Variety here refers to several kinds of data sources. Big data can be structured, semi-structured, or unstructured. Unstructured data, such as audio, video, photos, and text files, are the only kind of data that are produced in vast amounts in the modern world. Because they don’t follow any rules, these types of data are challenging to map and distinguish from important data.

Velocity

Velocity in this context refers to how quickly the data can be accessible and processed. For instance, it should be easy to access social network posts, YouTube videos, audio files, and photographs as soon as feasible.

Variability

Variety is distinct from variation. Data that is variable is constantly changing information. Understanding and correctly interpreting the meanings of raw data are primarily the focus of variability. For instance, a soda shop might have six different soda blends, but if you consistently order the same blend and it tastes different every time, it is variability. The same is true for data, and if it is constantly changing, it may have an effect on the data’s quality.

Veracity

If your data is inaccurate, it is useless, and this is where the idea of veracity comes in.

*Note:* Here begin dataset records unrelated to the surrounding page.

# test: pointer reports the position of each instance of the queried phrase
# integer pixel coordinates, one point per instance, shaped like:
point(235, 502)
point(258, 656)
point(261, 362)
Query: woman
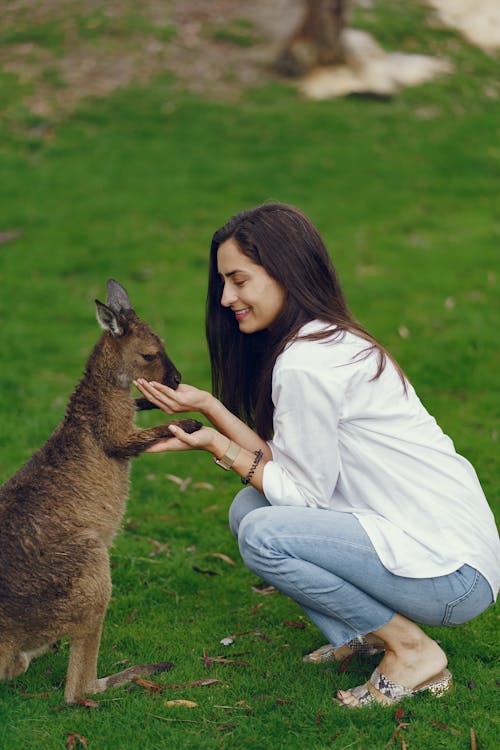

It all comes down to making sure the data you collect is accurate and keeping erroneous data out of your systems. It also refers to the reliability or caliber of the data that a corporation acquires and uses to generate insightful conclusions.

Visualization

Here, visualization refers to the manner in which you might show your data to management for use in making decisions. We are all aware that data may be shown in a variety of formats, including word documents, excel spreadsheets, and visual charts. Regardless of the format, the data should be simple to read, comprehend, and access, which is why data visualization is crucial.

Value

Value is known as the end game in big data. Every user needs to understand that the organization needs some value after efforts are made and resources are spent on the above mentioned V’s. Big Data can help a user provide value if it is done and processed correctly.

Conclusion

You are almost ready to make your big data system accessible to users now that the necessary infrastructure is in place. However, as the big data environment may differ significantly from well-known database and data warehouse technologies, considerable training is necessary. Access rights, permissions, and other security and data governance requirements must also be considered. This is truly just where the big data journey begins.